The next graph displays the number of read/write queries sent to the MySQL database per POST request. The lower, the better:
For better performance, as soon as its brute-force protection is triggered, NinjaFirewall does not connect to the database.
Again, WordPress without plugin came in second place, with 15 queries per POST request (43,905 queries sent during the whole attack). The version 3.6.1 we tested in 2013 was sending slightly less queries: 11 queries/POST (32,234 total queries).
Way behind are Wordfence/NET (32 queries per POST for a total of 94,242 queries sent) and Jetpack Protect (38 queries per POST for a total of 111,822 queries sent).
This graph shows the CPU load average during the attack. The lower, the better:
In addition to NinjaFirewall, it seems that only iThemes Security and iThemes Security/NET can help WordPress to lower the CPU load during a single IP attack.
With a load average of 0.75, Simple Security Firewall/Shield was the most resource-hungry plugin during our test.
Second Benchmark
To simulate a distributed brute-force attack, we will run the following command from the Attacker server:
$ timeout 5m ./brute.pl http://victim.tld/wp-login.php --distributed
This test shows that iThemes Security and Wordfence were much slower during the distributed attack than they were during the single IP test.
But the biggest surprise comes from the three plugins with network brute-force protection: they failed and weren’t able to process the attack within the 5-minute time limit. The results are much worse than what we were expecting before starting the test: out of the 2,927 requests, iThemes Security/NET processed only 1,143 of them, Jetpack Protect 247 and Wordfence/NET 163.
NinjaFirewall, WordPress without plugin and Simple Security Firewall/Shield benchmarks did not show any differences between the single IP attack and the distributed one. But iThemes Security handled 23 POST requests per second versus 37 in the single IP test and Wordfence 16 versus 29 in the single IP test.

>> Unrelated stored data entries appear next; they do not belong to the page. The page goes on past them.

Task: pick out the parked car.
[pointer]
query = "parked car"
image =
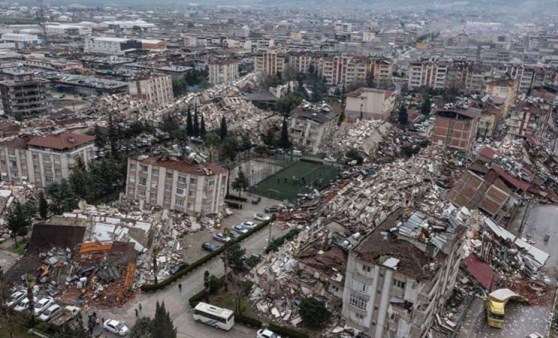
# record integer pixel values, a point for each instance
(16, 297)
(42, 305)
(116, 327)
(219, 236)
(208, 246)
(240, 228)
(265, 333)
(235, 234)
(50, 312)
(273, 208)
(23, 305)
(177, 267)
(262, 217)
(248, 225)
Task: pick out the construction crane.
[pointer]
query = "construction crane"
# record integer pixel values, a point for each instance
(42, 21)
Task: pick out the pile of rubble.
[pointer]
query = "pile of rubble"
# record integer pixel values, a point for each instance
(363, 135)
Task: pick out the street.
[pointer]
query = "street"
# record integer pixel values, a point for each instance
(177, 302)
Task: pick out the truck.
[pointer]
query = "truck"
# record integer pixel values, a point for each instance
(64, 316)
(495, 306)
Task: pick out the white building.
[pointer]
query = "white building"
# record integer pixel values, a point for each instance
(156, 89)
(177, 184)
(221, 71)
(400, 276)
(44, 159)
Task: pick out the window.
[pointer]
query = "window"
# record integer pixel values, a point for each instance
(398, 284)
(359, 286)
(358, 301)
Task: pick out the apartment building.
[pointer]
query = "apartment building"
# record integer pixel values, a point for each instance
(502, 89)
(221, 71)
(456, 129)
(374, 104)
(24, 95)
(44, 159)
(528, 118)
(310, 128)
(399, 277)
(177, 184)
(270, 63)
(155, 89)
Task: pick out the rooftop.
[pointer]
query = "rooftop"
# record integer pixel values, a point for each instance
(62, 141)
(205, 169)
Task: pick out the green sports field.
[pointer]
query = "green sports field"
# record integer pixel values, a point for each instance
(297, 178)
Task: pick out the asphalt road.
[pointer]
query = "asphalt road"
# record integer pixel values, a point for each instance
(177, 302)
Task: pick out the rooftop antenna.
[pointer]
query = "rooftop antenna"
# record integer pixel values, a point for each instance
(42, 20)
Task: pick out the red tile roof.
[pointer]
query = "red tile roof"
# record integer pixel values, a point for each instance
(63, 141)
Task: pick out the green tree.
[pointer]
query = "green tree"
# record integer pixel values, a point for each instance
(189, 124)
(163, 326)
(426, 106)
(78, 179)
(403, 116)
(142, 328)
(223, 132)
(313, 312)
(241, 182)
(342, 117)
(100, 138)
(284, 141)
(18, 221)
(196, 128)
(43, 206)
(203, 132)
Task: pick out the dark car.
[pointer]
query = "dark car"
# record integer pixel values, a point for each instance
(208, 246)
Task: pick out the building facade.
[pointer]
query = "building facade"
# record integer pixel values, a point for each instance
(375, 104)
(221, 71)
(177, 184)
(456, 129)
(310, 129)
(43, 160)
(156, 89)
(396, 284)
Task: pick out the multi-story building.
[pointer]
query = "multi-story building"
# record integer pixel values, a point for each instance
(270, 63)
(223, 71)
(24, 95)
(374, 104)
(504, 89)
(456, 129)
(156, 89)
(399, 277)
(176, 184)
(311, 128)
(528, 118)
(44, 159)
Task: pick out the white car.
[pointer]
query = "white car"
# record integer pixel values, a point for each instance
(116, 327)
(23, 305)
(265, 333)
(240, 228)
(262, 217)
(42, 305)
(248, 225)
(16, 297)
(50, 312)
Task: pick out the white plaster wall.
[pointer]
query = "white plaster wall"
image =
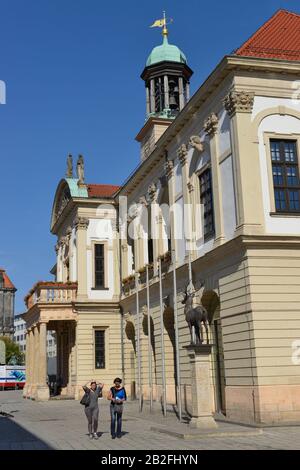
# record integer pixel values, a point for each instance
(261, 103)
(100, 230)
(228, 198)
(73, 261)
(284, 125)
(179, 230)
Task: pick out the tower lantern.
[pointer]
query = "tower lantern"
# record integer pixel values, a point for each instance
(166, 77)
(167, 81)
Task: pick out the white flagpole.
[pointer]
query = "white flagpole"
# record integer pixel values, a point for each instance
(149, 341)
(179, 403)
(162, 342)
(138, 340)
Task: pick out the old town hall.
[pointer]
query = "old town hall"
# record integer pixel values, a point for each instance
(213, 209)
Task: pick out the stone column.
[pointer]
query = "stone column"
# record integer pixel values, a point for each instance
(35, 361)
(81, 225)
(211, 128)
(147, 101)
(42, 392)
(169, 169)
(246, 166)
(181, 94)
(187, 91)
(152, 96)
(153, 195)
(201, 386)
(31, 366)
(26, 389)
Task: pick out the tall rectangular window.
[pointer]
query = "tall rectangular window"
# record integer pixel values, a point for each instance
(99, 349)
(285, 169)
(206, 199)
(99, 266)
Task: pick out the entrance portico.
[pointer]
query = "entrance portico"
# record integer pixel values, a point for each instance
(50, 307)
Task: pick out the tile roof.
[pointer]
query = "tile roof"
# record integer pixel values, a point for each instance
(102, 190)
(7, 282)
(278, 38)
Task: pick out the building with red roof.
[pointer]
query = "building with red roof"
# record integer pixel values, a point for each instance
(232, 149)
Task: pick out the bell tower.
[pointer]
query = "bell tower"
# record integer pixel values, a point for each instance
(167, 81)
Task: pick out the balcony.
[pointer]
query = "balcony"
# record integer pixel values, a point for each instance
(51, 293)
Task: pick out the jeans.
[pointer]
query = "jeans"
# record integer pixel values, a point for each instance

The three “NET” plugins are far behind: iThemes Security/NET handled only 3.8 POST requests per second and Jetpack Protect and Wordfence/NET, 0.85 and 0.5 respectively.
The newer versions of iThemes Security and Wordfence are sending more SQL queries than they did in our 2013 benchmarks: iThemes Security (Better WP Security v3.5.6 in 2013) was sending 19 queries per POST request versus 32 queries in this test, and Wordfence (v3.8.3 in 2013) was sending 40 queries per POST request versus 52 queries today.
Although it only processed 247 POST requests, Jetpack Protect sent no less than 14,602 queries to the DB, which gives an average of 59 SQL queries/POST request.
At first glance, this graph may look rather odd: although the three “NET” plugins failed the test, it seems that they performed much better than WordPress alone and almost as well as NinjaFirewall. But there is an explanation: Firstly, they only processed a hundreds of requests within a 5-minute timeframe, while all other plugins processed 2,927 requests within a much shorter interval. Secondly, they spent quite a lot of time sending data and waiting for a response from their respective API server, an operation that does not impact too much the CPU load.